5.5         Partizipative OKJ

Partizipation beinhaltet Freiwilligkeit und allen Beteiligten offenstehende, gemeinschaftliche Entscheidungsprozesse. In einem durch Diskurs geprägten Prozess der Entscheidungsfindung werden Verbindlichkeit und Verantwortungsübernahme vereinbart. Partizipation weist eine Sensibilität gegenüber den Verhältnissen der Macht in diesen Prozessen aus und strebt dabei eine möglichst ausgeglichene Verteilung an. Im Stufenmodell nach Roger Hart wird deutlich, dass Partizipation verschiedenen Grade ausweisen kann. In der Zusammenarbeit mit jungen Menschen sucht OKJ daher immer nach dem möglichen und passenden Grad der Partizipation. Einen entsprechenden Partizipationsgrad zu wählen bzw. auszuhandeln gewährleistet, dass keine Unter- oder Überforderung produziert wird. Dabei versteht OKJ das Stufenmodell nicht als Leiter, die man mit zunehmenden Alter oder durch vergangene Beteiligungen hinaufsteigt. In einem Projekt können in den dazugehörenden Teilbereichen verschiedene Grade der Partizipation angewendet werden.

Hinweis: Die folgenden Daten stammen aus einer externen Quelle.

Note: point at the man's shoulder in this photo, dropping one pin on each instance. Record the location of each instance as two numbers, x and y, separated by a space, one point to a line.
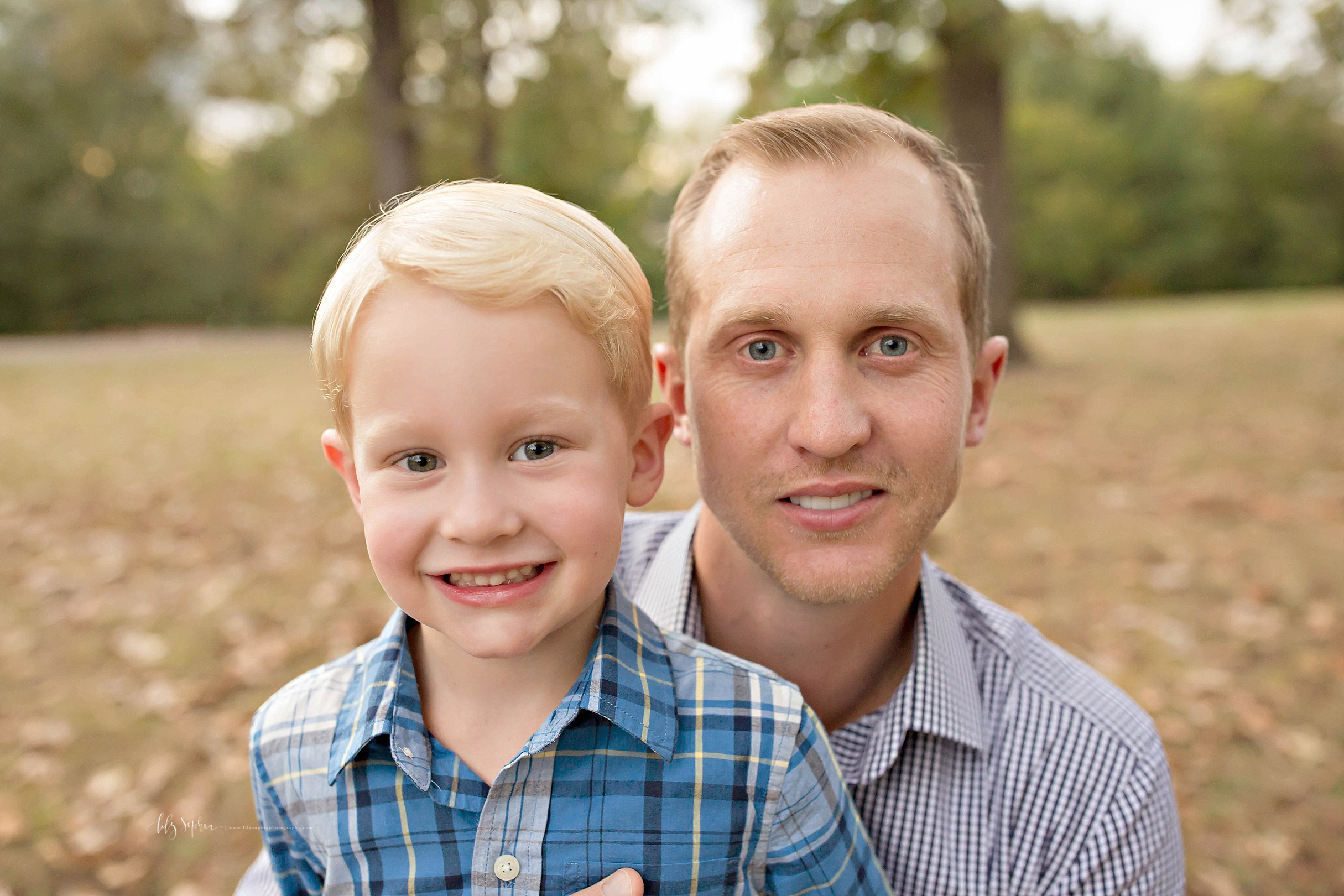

Partizipation beschränkt sich nicht auf die Mitbestimmung. Vielmehr fördert sie die Beteiligten zur aktiven Teilnahme und verbindlichem Mitwirken. Sie schliesst die Interessen, Ressourcen und Sichtweisen der Beteiligten mit in das Vorhaben ein und schafft so präzisere und wirkungsvollere Resultate. Aus diesen Gründen arbeitet OKJ partizipativ und unterstützt dabei junge Menschen früh Verantwortung zu übernehmen und damit Erfahrungen machen zu können. OKJ ist sich auch bewusst, dass sich aus unklaren Partizipationsrahmen Frustrationen ergeben und Scheinpartizipation demotivierend wirken. OKJ anerkennt, dass Partizipation als Menschenrecht verstanden wird und Teil der UN-Kinderrechtskonvention ist.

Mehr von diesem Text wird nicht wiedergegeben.